Когда-то Мурка курила дорогие дамские сигареты. Бары, рестораны. Фирменные шмотки, кольца и браслеты. Но все изменилось. Убили Мурку. Предали и убили. Марина Климова выжила, а Мурка умерла. Воровская романтика вышла из нее вместе с кровью, которую пустили «братья навек». Потух задор, угасла дерзость.
Ее осудили на семь лет. За организацию банды. И пальбу по ментам ей припомнили. Хорошо, что к мокрым делам не привязали. И неплохо, что в срок включили год, который она провела в тюремной больнице. Суд, конвой, этап, зона. Марина восприняла это как должное. Как все работала, выполняла план. Начальник колонии ставил ее в пример, и ей вовсе не хотелось порвать его за это на куски. Но вот прозвенел звонок. И она вышла на свободу, хотя и не очень-то стремилась покинуть зону. Не нравилось ей там, но и в мир возвращаться не очень-то хотелось. Не было у нее берега, к которому можно было прибиться.
– Та-ак, и откуда мы такие красивые?
Она видела ментов, но не смотрела в их сторону. До тех пор, пока они сами не обратили на себя внимание.

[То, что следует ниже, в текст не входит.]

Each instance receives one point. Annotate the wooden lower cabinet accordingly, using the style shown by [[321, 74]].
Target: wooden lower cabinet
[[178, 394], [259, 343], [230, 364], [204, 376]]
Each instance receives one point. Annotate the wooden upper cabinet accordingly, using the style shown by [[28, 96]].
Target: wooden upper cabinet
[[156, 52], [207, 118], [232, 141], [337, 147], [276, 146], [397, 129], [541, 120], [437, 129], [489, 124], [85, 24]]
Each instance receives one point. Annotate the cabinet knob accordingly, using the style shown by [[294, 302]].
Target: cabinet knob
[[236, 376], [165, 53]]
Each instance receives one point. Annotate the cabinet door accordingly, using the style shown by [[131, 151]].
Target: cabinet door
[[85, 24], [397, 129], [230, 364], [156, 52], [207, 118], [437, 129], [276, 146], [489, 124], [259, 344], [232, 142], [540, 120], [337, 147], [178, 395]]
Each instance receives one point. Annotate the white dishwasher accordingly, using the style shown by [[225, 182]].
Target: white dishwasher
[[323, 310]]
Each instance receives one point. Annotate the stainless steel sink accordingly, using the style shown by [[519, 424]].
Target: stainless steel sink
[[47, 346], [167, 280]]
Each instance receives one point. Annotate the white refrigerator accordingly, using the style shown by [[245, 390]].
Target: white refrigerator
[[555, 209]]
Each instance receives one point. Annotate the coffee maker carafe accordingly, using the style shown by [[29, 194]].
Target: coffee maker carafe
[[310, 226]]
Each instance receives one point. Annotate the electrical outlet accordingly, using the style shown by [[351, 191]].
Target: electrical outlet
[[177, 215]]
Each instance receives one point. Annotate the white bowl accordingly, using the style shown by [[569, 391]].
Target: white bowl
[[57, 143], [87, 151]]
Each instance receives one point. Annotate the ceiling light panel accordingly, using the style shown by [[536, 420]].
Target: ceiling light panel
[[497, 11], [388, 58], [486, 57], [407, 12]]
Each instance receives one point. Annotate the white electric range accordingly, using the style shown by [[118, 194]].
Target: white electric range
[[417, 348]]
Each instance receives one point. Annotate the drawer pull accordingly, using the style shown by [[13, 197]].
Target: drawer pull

Не думала она, что ее можно назвать красавицей. Неволя наложила свой отпечаток на черты ее лица. Косметикой она не пользовалась. И до предела короткая стрижка не прибавляла ей обаяния. Одежка убогая – «двойка», скроенная собственными руками из материала, из которого шьют халаты для уборщиц. Роскошная песцовая шуба бесследно сгинула на лагерных складах. Остался только костюмчик, прошитый пулей. Марина отказалась от него. В этой одежде умерла Мурка. В этой одежде она могла воскреснуть. А так не хотелось возвращаться к прошлой безумной жизни.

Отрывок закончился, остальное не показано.